He had reached that state of agreement with himself, this provisional treaty or armistice with his old, central, if shrunken, self and this new accumulation of experience that already had built itself up as another encompassing body of conciousness, contemporary, self-consistent, holding the immediate future in its hands, and yet, quite inconsistent with what he had ever been or thought of being. He had reached an agreement not yet to force an agreement. That, he felt sure, was the right thing to do. Then, in a little while, when growth had gone on, he would be able to judge which of these two persons was the stronger, the more actual, and he would throw his weight on that side, for he realized that to try to defy the stronger must now mean madness. But there was no need yet—not the slightest—to say that his old self would not recover and assimilate this vast secondary personality which for the moment, because it was so great, showed a tendency to go on its own—the satellite to consume its own sun. He must give himself time, that was all. It was literally madness to go too fast at this point, and only he could judge the pace. The world must wait. The so-called masters of his fate, fighting for the mastery of the world with him as weapon, they must wait till the weapon decided, until the familiar made up his mind in what direction he was pointed and along what line, from what direction and to what goal, he would make the decisive thrust and stroke.
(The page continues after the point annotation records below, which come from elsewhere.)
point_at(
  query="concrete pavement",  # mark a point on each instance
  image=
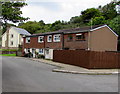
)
(25, 75)
(65, 68)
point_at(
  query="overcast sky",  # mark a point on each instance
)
(51, 10)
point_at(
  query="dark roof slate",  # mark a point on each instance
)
(68, 31)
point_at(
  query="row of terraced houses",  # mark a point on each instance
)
(95, 38)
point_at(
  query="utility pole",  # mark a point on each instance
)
(91, 22)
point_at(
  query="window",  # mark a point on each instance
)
(49, 38)
(41, 51)
(57, 38)
(27, 50)
(28, 40)
(80, 36)
(70, 38)
(41, 39)
(11, 43)
(11, 35)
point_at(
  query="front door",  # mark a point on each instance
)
(33, 52)
(47, 56)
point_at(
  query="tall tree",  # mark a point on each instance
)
(109, 10)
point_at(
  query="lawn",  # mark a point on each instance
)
(7, 54)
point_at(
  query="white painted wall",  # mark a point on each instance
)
(49, 54)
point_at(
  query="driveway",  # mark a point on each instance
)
(24, 75)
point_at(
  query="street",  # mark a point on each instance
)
(24, 75)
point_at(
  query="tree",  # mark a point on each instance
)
(56, 25)
(115, 24)
(97, 21)
(90, 13)
(11, 12)
(31, 26)
(76, 19)
(109, 10)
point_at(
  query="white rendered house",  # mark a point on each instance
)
(13, 38)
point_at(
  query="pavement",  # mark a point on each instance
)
(65, 68)
(25, 75)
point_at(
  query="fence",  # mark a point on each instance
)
(88, 59)
(7, 52)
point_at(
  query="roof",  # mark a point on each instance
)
(20, 31)
(73, 30)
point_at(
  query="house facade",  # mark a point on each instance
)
(97, 38)
(13, 38)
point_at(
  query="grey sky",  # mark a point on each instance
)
(52, 10)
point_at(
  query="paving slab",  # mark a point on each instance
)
(65, 68)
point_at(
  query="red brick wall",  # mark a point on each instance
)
(57, 45)
(53, 45)
(83, 44)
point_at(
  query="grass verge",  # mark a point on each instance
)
(7, 54)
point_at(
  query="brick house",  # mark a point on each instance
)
(97, 38)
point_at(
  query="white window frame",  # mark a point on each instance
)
(12, 35)
(27, 39)
(48, 40)
(42, 39)
(57, 35)
(11, 43)
(41, 51)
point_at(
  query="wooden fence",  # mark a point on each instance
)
(88, 59)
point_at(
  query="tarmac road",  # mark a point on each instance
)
(24, 75)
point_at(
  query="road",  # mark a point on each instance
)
(24, 75)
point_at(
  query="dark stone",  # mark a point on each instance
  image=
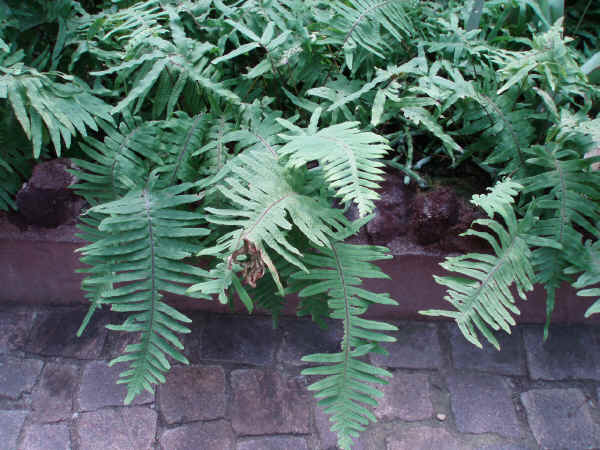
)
(406, 397)
(14, 328)
(392, 210)
(510, 360)
(52, 398)
(18, 375)
(435, 212)
(264, 402)
(249, 340)
(273, 443)
(423, 437)
(304, 337)
(192, 393)
(561, 418)
(99, 387)
(46, 198)
(569, 353)
(55, 334)
(328, 437)
(216, 435)
(417, 347)
(45, 437)
(483, 404)
(10, 427)
(117, 429)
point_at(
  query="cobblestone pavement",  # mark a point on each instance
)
(243, 389)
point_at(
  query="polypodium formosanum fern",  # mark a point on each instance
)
(240, 131)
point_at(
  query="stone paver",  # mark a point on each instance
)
(483, 404)
(193, 393)
(216, 435)
(99, 387)
(406, 397)
(14, 328)
(510, 360)
(417, 346)
(273, 443)
(244, 391)
(265, 402)
(303, 337)
(561, 418)
(239, 339)
(10, 427)
(569, 353)
(54, 334)
(52, 398)
(18, 375)
(46, 437)
(131, 428)
(423, 438)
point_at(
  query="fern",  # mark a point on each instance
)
(481, 294)
(350, 158)
(45, 107)
(346, 387)
(139, 247)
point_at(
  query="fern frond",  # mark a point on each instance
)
(120, 161)
(139, 248)
(337, 272)
(351, 159)
(563, 189)
(481, 293)
(46, 107)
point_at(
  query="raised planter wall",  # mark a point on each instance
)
(38, 267)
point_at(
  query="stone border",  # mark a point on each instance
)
(39, 268)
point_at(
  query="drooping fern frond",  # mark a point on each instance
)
(119, 163)
(141, 241)
(267, 201)
(351, 159)
(45, 107)
(337, 272)
(481, 292)
(563, 190)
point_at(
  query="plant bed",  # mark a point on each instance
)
(42, 261)
(243, 153)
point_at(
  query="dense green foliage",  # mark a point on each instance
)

As he reached that conclusion, his spirits rose, and, as his second trainer took leave of him a couple of mornings after—when he told him that now the rehearsals of life could alone take him further—he felt positively buoyant.

He was, therefore, not in the slightest surprised or taken aback when, that very evening, as he was sitting back after supper smoking with the slow pageant of his presentations passing like huge hypnogogic imagery before his mind, while he rested as a quiet, contented spectator, the inner door, which had not opened since that first night, swung open and Alpha entered. The world-master stood looking at the remodeled man who did not rise from his chair. There was no need of caution, still less of courtesy. He was being inspected as a purchaser inspects a picture he had bought when it was needing cleaning and which has repaid his insight. For perhaps ten minutes the inspection lasted. It was quite impersonal on the part of both.
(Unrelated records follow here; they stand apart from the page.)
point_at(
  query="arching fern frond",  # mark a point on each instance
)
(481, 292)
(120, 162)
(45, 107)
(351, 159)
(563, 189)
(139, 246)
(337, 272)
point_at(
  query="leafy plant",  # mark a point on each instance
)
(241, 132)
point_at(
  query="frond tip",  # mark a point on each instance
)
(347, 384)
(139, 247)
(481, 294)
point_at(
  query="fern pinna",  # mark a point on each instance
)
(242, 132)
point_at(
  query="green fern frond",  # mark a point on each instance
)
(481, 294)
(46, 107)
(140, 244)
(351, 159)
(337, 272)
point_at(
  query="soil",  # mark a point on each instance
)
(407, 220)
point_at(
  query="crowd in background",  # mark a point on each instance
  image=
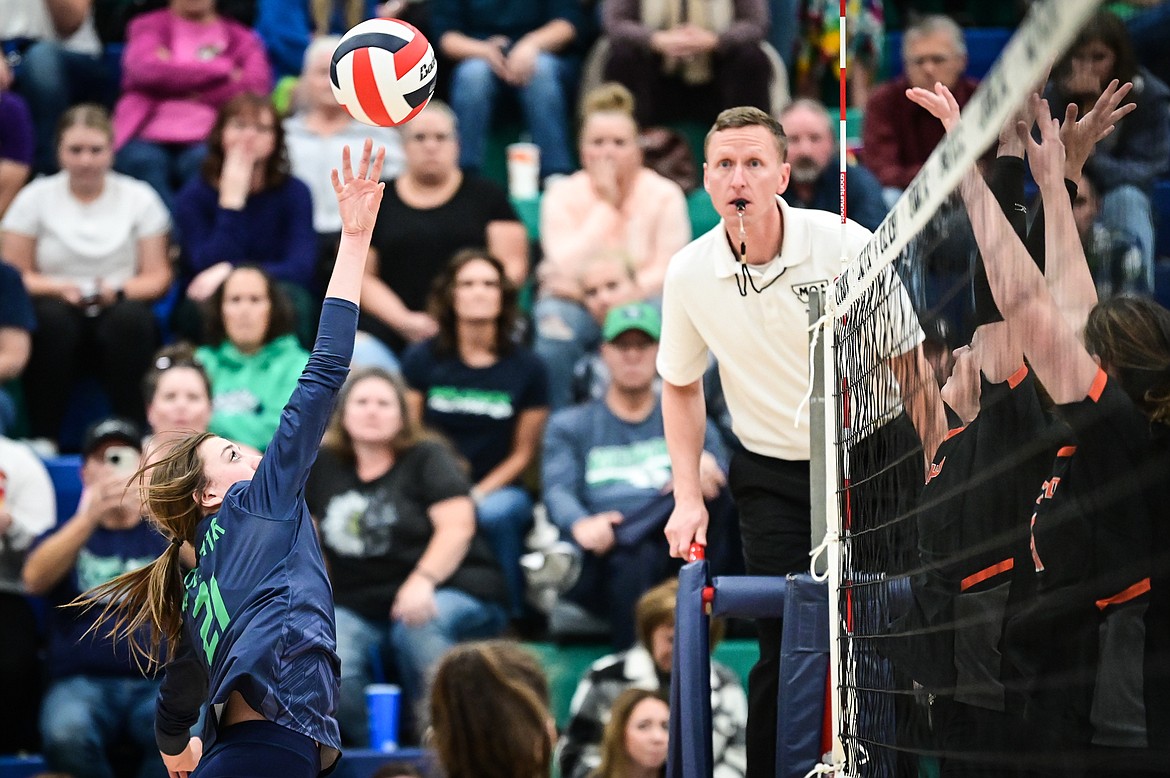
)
(166, 226)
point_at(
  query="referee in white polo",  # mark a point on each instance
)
(741, 293)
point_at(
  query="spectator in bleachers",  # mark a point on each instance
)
(178, 394)
(814, 179)
(647, 666)
(16, 139)
(316, 133)
(1123, 165)
(635, 736)
(398, 531)
(607, 280)
(288, 28)
(247, 208)
(899, 136)
(16, 324)
(606, 476)
(57, 62)
(1114, 259)
(91, 247)
(253, 357)
(489, 713)
(488, 394)
(27, 510)
(397, 770)
(517, 45)
(97, 695)
(614, 201)
(428, 213)
(181, 63)
(688, 60)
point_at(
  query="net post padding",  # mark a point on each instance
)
(803, 604)
(689, 755)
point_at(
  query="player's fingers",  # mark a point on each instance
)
(364, 163)
(378, 162)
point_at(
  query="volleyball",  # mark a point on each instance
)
(383, 71)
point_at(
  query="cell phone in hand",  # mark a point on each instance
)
(123, 460)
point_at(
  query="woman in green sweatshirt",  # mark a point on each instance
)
(256, 359)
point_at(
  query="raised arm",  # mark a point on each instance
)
(1065, 269)
(275, 490)
(1018, 287)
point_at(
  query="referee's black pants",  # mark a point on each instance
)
(772, 498)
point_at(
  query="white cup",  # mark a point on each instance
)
(524, 171)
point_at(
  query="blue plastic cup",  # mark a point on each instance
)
(383, 702)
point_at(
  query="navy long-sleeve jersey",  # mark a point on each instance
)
(259, 608)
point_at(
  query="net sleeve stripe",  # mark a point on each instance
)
(990, 571)
(1129, 593)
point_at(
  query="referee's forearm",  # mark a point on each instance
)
(685, 422)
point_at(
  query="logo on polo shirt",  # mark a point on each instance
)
(803, 290)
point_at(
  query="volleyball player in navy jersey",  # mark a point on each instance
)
(250, 627)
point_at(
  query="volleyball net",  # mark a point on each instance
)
(910, 690)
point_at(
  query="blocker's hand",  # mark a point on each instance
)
(359, 197)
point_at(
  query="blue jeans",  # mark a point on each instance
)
(1127, 210)
(461, 617)
(165, 166)
(52, 78)
(544, 102)
(506, 516)
(7, 412)
(82, 715)
(564, 334)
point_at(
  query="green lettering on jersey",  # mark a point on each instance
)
(470, 401)
(215, 617)
(214, 532)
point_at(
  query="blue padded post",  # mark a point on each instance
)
(804, 663)
(690, 754)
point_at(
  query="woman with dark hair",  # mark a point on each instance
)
(635, 736)
(489, 396)
(1124, 165)
(90, 245)
(247, 208)
(398, 530)
(489, 713)
(254, 359)
(178, 394)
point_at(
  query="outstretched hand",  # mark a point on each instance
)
(359, 195)
(941, 103)
(1080, 136)
(1046, 158)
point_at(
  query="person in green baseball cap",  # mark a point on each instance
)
(641, 317)
(607, 479)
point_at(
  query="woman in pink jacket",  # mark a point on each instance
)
(180, 64)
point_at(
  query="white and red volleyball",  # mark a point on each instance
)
(383, 71)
At last Alpha let a small sigh escape him—which showed the, studied attention he had been giving—and, turning round, sat down in a chair some six feet off, took a cigarette, and, looking at the ceiling, remarked, “The insect is now hatched: it only remains to let it hop like the performing flea which is controlled by a hair unseen by the spectators and so seems to be a triumph of human affection in teaching a creature of instinct to respond to intelligent direction.”

The remodeled man made no answer and none seemed expected. Each followed his own thought, if thought it was. In the remodeled man it went back to that vast lit procession, that shining stream of pageantal event in which, whenever he rested, his mind seemed to be drawn away, to be melted in its flow.

His day-and-night dream was broken by hearing his companion say, “Tomorrow you will dine with me. I dine early. This evening we shall have a little work to do, some small points to clear up. You are shaped for that now. When I have made a few points clear to you the matter will be settled. You will have nothing more to do than to hop when the invisible hair signals that your particular, if rather restricted, reflex is required of you. That is all for tonight. I expect you sleep well and soundly now, so you'll like to be sleeping now.”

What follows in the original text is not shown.